Мы просидели до двенадцати ночи.
«СХОДНЯК». Довольно скоро я понял, что «сходняк» — не тайное общество по типу масонского, а вполне легальная сходка молодежи, в разных местах называемая, вероятно, по-разному, но известная в районе всем. Когда матерям нужно было срочно найти детей, они шли в парк. А в соседней с ребятами беседке собирались отцы, среди которых бывал Роман Сергеевич Малахов, и со стуком играли в домино с выбыванием. Они глазами видели сыновей, и, разумеется, им в голову не приходило, что дети в дурной компании. Роман Сергеевич был убежден, что в беседке собирается молодежь, которой просто некуда податься, которой скучно, домашних забот никаких, «только в магазин сбегать да хлеб нарезать», вот и сидят на свежем воздухе, и ничего в этом «такого» нет.
Кстати, многие ученые-криминологи связывают падение нравов у некоторой части современной молодежи с проблемой досуга. «Искоренить безнравственность очень просто, — не без иронии заметил один психолог. — Надо сделать так, чтобы у наших детей не было ни минуты свободного времени».

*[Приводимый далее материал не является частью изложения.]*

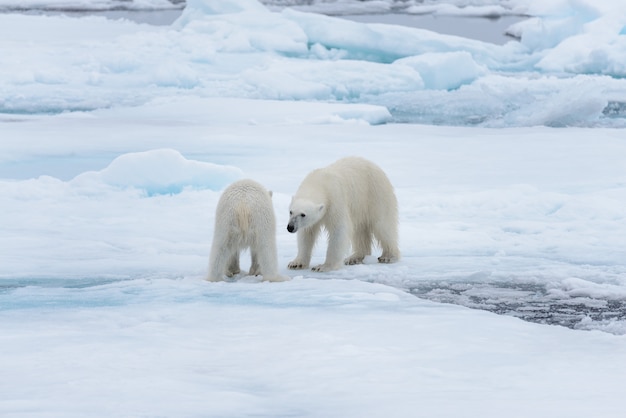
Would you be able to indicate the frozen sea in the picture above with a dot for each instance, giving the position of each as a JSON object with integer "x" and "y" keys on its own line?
{"x": 508, "y": 158}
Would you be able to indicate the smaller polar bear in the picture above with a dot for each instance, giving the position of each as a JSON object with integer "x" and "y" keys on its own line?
{"x": 244, "y": 218}
{"x": 354, "y": 201}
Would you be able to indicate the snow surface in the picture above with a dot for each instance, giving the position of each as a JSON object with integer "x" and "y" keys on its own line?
{"x": 116, "y": 139}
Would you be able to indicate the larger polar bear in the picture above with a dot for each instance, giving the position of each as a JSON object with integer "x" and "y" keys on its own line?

Тут его было «завались». По внешнему виду компания, собиравшаяся в беседке, выглядела тем не менее прилично. Ребята сидели смирно и на виду у всех, безучастно поглядывали по сторонам, мало ругались, редко дрались, иногда пели песни, а если гитариста не было, разговаривали. О чем? О вине, о девчонках, о футболе и хоккее. Других тем не было. Нинка попала в милицию, имярек забил шайбу, портвейн хуже бренди, кто-то вернулся в «Спартак» — мир у-у-узенький, ма-а-аленький, плоский и на трех китах.